Real Life Situations

The movie “Hidden Figures”

Tears of joy and wonder ran down viewer’s faces as Katherine Johnson played by Taraji P. Henson and her two women friends employed in 1961 by NASA in Hampton VA, broke barriers for being colored women applying their mathematical calculations to guide John Glenn’s Mercury Friendship 7 aeronautical space capsule four times around planet earth and safely parachuting it back to earth, outlasting Russia’s Cosmonaut, Yuri Gagaran, who circled only once.

Dramatically and engagingly written and portrayed, this non-fiction real life story convincingly portrays the gifted three women who strenuously exerted their intelligence and wholesome family and human relationships under excruciating bias circumstances to make an incredible difference in helping America accomplish it’s first great space endeavor.

Viewing, “Hidden Figures” during this time of American’s political unrest, moved Muff and me as well as many of our friends to do our best to collaborate with friends to encourage US citizens to move upward and forward.
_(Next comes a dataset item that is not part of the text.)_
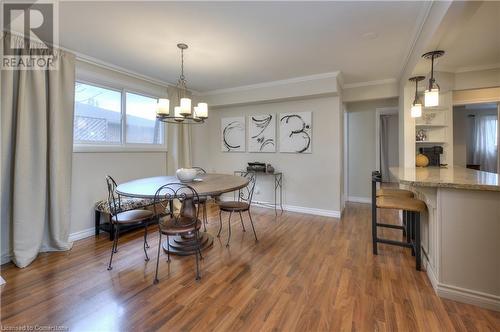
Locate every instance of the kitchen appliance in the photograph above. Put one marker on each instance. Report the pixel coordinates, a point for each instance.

Kevin Costner, who played the part of Mr. Harrison, who directed the capsule’s flight plan asked Kathrine Johnson after John Glenn’s space capsule had miraculously landed, “Can we make it to the moon?” She responded by saying these three last words of the film, “We’re already there!” By helping one another maybe even because of biases, “We’re already there,” too!

This film helped Muff and me understand, accept, support and appreciate ourselves, one another, others and even strangers in spite of, and maybe, even because of ours and others biases. And don’t think that those, who don’t believe they have biases, don’t. We all do. Sometimes our biases are hidden so well that we don’t even know we have them. Katherine Johnson and her two women cohorts inexpressibly and wonderfully inspire US and world viewers of “Hidden Figures” to become brave and effective activists for the betterment of all human kind and the world we live in today. It’s an astounding film.

Your Kind Words and Thoughts for Debbie Are Appreciated

Debbie can’t talk, but she can sit, walk and with help feed herself. She makes a froggy sound when she is contented and hits her head when she is discontented. No one knows how she learned to do it, but she began amusing her herself and accomplishing something extraordinary when she became a teenager by bouncing a ball for hours at a time with her middle right hand finger. This is still an exceptional feat for a 54 year old severely mentally challenged girl born with an 8 month IQ. When she does this, she is apparently just being herself doing the one God gifted thing she can do. Incidentally, she doesn’t like too many people bothering her, but gladly welcomes some of her 24 X 7 care givers and seems to appreciate their love and attention where she is a resident at the Holly Center in Salisbury, MD.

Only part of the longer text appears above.